The polyimide resin precursor having a repeating unit represented by the general formula (6) may be a resin precursor solution in a state dispersed in an organic solvent. Here, if necessary, a solvent may be added separately from the solvent used during polymerization of the polyimide resin precursor. Such a solvent may be the same as that used in the polymerization of the polyimide resin precursor, or may be another solvent. In general, dimethylacetamide, dimethylformamide, N-methylpyrrolidone, 2-butanone, diglyme, xylene and the like may be used, and one or more of these may be used. In consideration of application to the current collector, the viscosity of the resin precursor solution is preferably in the range of 500 to 10,000 cP, more preferably in the range of 1,000 to 5,000 cP. .

The resin precursor solution thus obtained is mixed with an active material and other additives used as necessary to obtain a binder composition. The binder composition is applied to the current collector constituting the electrode as described in detail later, and the polyimide resin precursor having the repeating unit of the general formula (6) in the composition is at this stage.

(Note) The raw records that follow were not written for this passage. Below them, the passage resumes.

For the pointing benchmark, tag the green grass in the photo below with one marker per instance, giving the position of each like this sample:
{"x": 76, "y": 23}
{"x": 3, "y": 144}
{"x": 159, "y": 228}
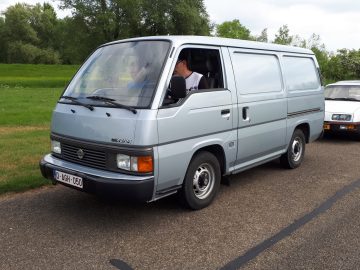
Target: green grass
{"x": 28, "y": 106}
{"x": 28, "y": 94}
{"x": 20, "y": 152}
{"x": 40, "y": 76}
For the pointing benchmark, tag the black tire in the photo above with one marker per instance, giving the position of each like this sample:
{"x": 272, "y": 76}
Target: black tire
{"x": 295, "y": 152}
{"x": 204, "y": 170}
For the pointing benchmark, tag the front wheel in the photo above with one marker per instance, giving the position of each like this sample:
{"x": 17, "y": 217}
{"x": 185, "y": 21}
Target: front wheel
{"x": 296, "y": 150}
{"x": 202, "y": 181}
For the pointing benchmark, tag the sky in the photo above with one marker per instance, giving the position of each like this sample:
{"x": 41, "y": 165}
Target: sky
{"x": 337, "y": 22}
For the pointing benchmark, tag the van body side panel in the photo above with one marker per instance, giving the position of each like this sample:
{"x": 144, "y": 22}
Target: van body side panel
{"x": 306, "y": 104}
{"x": 262, "y": 106}
{"x": 307, "y": 109}
{"x": 204, "y": 118}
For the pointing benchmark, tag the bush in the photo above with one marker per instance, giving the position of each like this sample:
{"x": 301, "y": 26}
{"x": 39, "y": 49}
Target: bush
{"x": 19, "y": 52}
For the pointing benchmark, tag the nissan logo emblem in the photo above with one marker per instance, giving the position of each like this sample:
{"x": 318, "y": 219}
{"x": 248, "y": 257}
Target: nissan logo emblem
{"x": 80, "y": 153}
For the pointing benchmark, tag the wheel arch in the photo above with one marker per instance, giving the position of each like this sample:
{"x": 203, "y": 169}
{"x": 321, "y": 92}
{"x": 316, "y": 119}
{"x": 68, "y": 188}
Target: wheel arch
{"x": 218, "y": 151}
{"x": 305, "y": 128}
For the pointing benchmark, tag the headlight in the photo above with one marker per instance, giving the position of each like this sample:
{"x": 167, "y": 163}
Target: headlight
{"x": 123, "y": 162}
{"x": 56, "y": 147}
{"x": 341, "y": 117}
{"x": 143, "y": 164}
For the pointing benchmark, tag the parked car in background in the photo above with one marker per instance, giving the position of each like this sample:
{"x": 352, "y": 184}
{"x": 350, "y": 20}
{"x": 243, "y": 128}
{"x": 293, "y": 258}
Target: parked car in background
{"x": 342, "y": 107}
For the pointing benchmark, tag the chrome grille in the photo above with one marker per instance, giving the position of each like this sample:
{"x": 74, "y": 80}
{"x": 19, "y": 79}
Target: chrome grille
{"x": 92, "y": 158}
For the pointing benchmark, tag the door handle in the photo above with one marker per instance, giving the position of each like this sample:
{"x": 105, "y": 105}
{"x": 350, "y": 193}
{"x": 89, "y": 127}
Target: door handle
{"x": 226, "y": 111}
{"x": 246, "y": 114}
{"x": 225, "y": 114}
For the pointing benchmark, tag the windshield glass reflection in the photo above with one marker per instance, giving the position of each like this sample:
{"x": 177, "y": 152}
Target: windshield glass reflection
{"x": 125, "y": 72}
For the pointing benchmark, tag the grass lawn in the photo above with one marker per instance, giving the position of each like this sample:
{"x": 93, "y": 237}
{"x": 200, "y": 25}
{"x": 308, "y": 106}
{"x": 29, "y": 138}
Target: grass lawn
{"x": 28, "y": 94}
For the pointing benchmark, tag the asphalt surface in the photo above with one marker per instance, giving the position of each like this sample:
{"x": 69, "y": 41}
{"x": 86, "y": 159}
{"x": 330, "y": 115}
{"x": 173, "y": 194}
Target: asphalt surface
{"x": 268, "y": 218}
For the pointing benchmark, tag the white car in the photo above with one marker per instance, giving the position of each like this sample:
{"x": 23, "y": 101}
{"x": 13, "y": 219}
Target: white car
{"x": 342, "y": 107}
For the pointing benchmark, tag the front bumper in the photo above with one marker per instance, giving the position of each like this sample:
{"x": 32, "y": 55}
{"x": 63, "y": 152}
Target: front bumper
{"x": 116, "y": 185}
{"x": 348, "y": 127}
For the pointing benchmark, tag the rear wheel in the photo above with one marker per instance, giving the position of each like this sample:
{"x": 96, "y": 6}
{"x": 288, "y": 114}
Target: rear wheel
{"x": 296, "y": 150}
{"x": 202, "y": 181}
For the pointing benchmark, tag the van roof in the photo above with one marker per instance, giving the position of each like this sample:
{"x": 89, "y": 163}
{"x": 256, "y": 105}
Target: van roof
{"x": 352, "y": 82}
{"x": 217, "y": 41}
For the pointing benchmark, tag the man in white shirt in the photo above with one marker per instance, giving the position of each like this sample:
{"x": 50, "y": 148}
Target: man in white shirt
{"x": 194, "y": 80}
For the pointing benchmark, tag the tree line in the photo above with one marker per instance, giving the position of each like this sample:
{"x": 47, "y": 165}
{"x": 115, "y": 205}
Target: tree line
{"x": 34, "y": 33}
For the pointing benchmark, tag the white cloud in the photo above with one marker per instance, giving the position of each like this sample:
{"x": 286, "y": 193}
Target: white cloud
{"x": 337, "y": 22}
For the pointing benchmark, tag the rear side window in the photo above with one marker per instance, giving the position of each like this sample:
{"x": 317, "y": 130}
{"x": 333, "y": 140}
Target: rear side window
{"x": 257, "y": 73}
{"x": 300, "y": 73}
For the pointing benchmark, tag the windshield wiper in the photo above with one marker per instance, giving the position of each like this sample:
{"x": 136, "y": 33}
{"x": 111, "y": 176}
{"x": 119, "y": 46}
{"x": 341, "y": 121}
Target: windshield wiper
{"x": 112, "y": 102}
{"x": 75, "y": 101}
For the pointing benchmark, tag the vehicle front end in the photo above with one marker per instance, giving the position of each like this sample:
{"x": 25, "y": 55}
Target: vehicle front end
{"x": 342, "y": 108}
{"x": 103, "y": 129}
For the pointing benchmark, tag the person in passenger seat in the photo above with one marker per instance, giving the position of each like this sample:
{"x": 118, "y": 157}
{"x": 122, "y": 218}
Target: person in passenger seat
{"x": 194, "y": 80}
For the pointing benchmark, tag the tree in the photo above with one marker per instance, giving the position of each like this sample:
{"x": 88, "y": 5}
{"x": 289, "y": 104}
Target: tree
{"x": 283, "y": 37}
{"x": 27, "y": 34}
{"x": 262, "y": 37}
{"x": 116, "y": 19}
{"x": 2, "y": 41}
{"x": 233, "y": 29}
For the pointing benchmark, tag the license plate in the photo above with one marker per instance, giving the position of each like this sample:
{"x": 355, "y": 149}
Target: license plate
{"x": 68, "y": 179}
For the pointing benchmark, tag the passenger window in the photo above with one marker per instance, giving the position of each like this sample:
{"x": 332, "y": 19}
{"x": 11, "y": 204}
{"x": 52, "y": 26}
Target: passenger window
{"x": 201, "y": 69}
{"x": 257, "y": 73}
{"x": 206, "y": 62}
{"x": 300, "y": 73}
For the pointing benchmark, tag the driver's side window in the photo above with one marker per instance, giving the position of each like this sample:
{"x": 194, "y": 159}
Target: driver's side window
{"x": 201, "y": 69}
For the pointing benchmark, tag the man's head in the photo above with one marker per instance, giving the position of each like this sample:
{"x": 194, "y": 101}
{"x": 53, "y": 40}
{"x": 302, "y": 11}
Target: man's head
{"x": 181, "y": 67}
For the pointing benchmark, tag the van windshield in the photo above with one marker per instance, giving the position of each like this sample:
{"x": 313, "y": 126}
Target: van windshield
{"x": 343, "y": 92}
{"x": 127, "y": 73}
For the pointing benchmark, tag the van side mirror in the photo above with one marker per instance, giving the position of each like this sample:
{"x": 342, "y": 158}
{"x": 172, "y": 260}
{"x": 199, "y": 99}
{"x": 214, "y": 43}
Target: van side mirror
{"x": 178, "y": 87}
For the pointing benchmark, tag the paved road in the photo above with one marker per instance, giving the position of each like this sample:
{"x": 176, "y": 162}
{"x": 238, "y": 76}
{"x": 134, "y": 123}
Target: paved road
{"x": 269, "y": 218}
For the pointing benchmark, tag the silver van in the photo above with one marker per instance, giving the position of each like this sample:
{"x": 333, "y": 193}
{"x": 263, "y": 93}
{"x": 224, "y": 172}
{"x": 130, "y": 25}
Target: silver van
{"x": 126, "y": 126}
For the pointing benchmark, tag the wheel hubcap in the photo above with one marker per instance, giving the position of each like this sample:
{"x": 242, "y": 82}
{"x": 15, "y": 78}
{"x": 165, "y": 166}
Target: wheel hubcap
{"x": 296, "y": 149}
{"x": 203, "y": 181}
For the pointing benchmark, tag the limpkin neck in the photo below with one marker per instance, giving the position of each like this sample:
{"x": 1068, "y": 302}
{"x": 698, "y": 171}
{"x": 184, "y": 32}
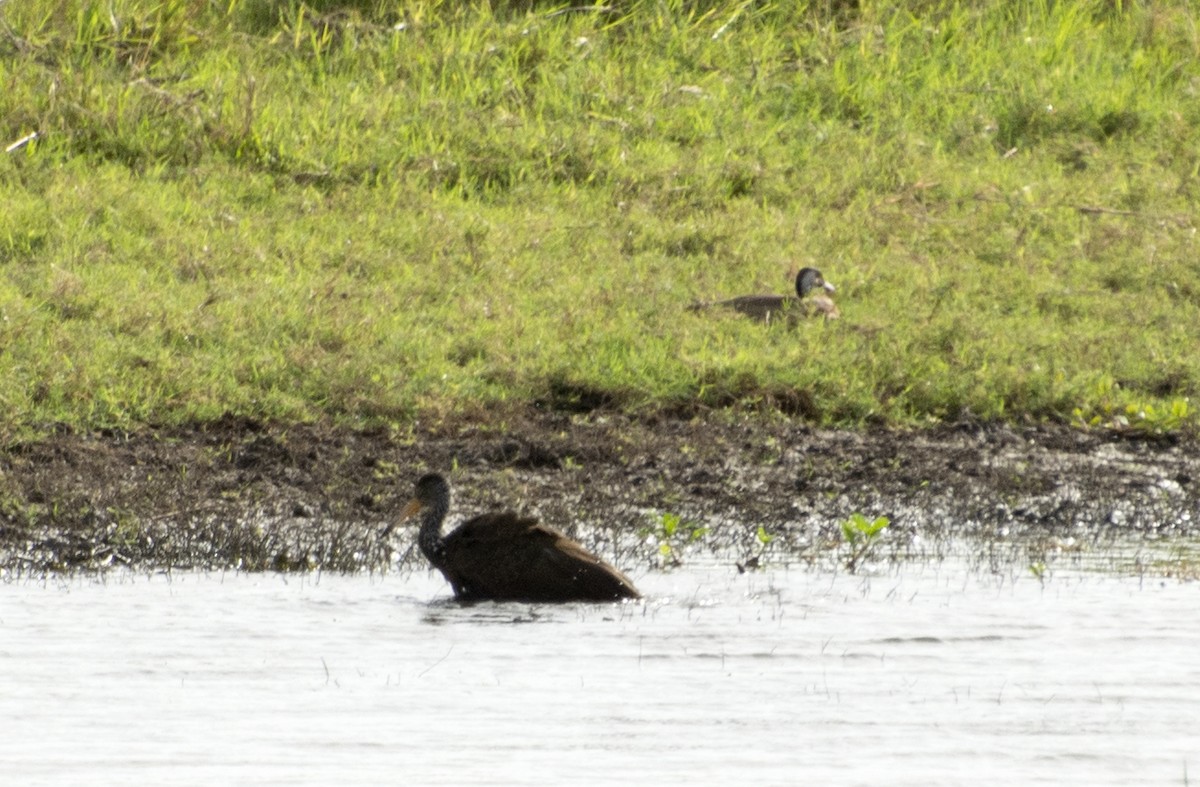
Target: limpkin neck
{"x": 430, "y": 538}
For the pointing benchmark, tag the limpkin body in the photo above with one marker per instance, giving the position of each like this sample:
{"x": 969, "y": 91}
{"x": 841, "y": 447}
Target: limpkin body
{"x": 787, "y": 307}
{"x": 507, "y": 557}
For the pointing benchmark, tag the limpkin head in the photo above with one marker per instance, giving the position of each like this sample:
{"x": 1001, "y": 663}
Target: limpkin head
{"x": 809, "y": 278}
{"x": 432, "y": 491}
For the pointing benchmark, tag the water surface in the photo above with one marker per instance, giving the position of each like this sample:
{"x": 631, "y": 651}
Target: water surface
{"x": 935, "y": 673}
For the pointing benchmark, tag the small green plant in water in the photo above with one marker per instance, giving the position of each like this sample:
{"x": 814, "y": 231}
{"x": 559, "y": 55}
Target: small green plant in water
{"x": 672, "y": 533}
{"x": 755, "y": 560}
{"x": 862, "y": 535}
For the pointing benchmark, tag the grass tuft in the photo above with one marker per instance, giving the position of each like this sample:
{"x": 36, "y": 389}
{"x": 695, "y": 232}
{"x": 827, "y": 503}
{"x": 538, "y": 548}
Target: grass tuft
{"x": 369, "y": 211}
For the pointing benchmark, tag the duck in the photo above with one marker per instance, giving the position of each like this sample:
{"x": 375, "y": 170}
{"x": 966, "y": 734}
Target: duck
{"x": 787, "y": 307}
{"x": 508, "y": 557}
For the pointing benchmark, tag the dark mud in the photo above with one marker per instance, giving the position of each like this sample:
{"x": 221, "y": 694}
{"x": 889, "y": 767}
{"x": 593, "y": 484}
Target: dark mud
{"x": 258, "y": 497}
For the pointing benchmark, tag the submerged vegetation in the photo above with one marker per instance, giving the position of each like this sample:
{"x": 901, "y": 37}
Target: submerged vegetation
{"x": 385, "y": 211}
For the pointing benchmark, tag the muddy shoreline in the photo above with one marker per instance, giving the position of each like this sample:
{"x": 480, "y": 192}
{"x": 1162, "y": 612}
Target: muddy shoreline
{"x": 251, "y": 496}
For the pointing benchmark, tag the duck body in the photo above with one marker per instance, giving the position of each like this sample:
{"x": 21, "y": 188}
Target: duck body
{"x": 507, "y": 557}
{"x": 790, "y": 308}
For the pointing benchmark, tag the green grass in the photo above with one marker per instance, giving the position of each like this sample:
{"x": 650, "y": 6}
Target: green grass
{"x": 390, "y": 211}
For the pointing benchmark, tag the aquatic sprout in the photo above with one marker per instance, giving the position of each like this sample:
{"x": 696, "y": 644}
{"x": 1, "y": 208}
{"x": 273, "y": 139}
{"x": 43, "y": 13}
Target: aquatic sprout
{"x": 672, "y": 533}
{"x": 862, "y": 535}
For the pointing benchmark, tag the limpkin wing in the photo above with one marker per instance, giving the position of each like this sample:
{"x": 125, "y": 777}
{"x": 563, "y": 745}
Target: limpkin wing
{"x": 505, "y": 557}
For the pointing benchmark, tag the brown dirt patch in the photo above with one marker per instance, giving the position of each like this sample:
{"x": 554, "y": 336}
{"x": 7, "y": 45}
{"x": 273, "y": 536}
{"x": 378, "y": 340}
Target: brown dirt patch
{"x": 250, "y": 496}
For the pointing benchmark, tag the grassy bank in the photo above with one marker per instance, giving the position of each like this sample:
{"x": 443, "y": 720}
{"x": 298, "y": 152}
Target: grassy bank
{"x": 387, "y": 211}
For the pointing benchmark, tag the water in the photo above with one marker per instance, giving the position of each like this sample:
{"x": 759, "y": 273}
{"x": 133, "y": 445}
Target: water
{"x": 929, "y": 674}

It is imidized by a means such as heating to become a polyimide resin having a repeating unit represented by the following general formula (1).

The imidized polyimide resin having the repeating unit of the general formula (1) is obtained by imidizing the polyimide resin precursor represented by the general formula (6), and Ar ₁ and Ar ₂ are represented by the general formula ( This represents the same as 6). That is, Ar ₁ is a divalent aromatic diamine residue having at least two ether bonds. Ar ₂ shown in the general formula (4) is a tetravalent acid dianhydride residue represented by the above formula (2) or formula (3).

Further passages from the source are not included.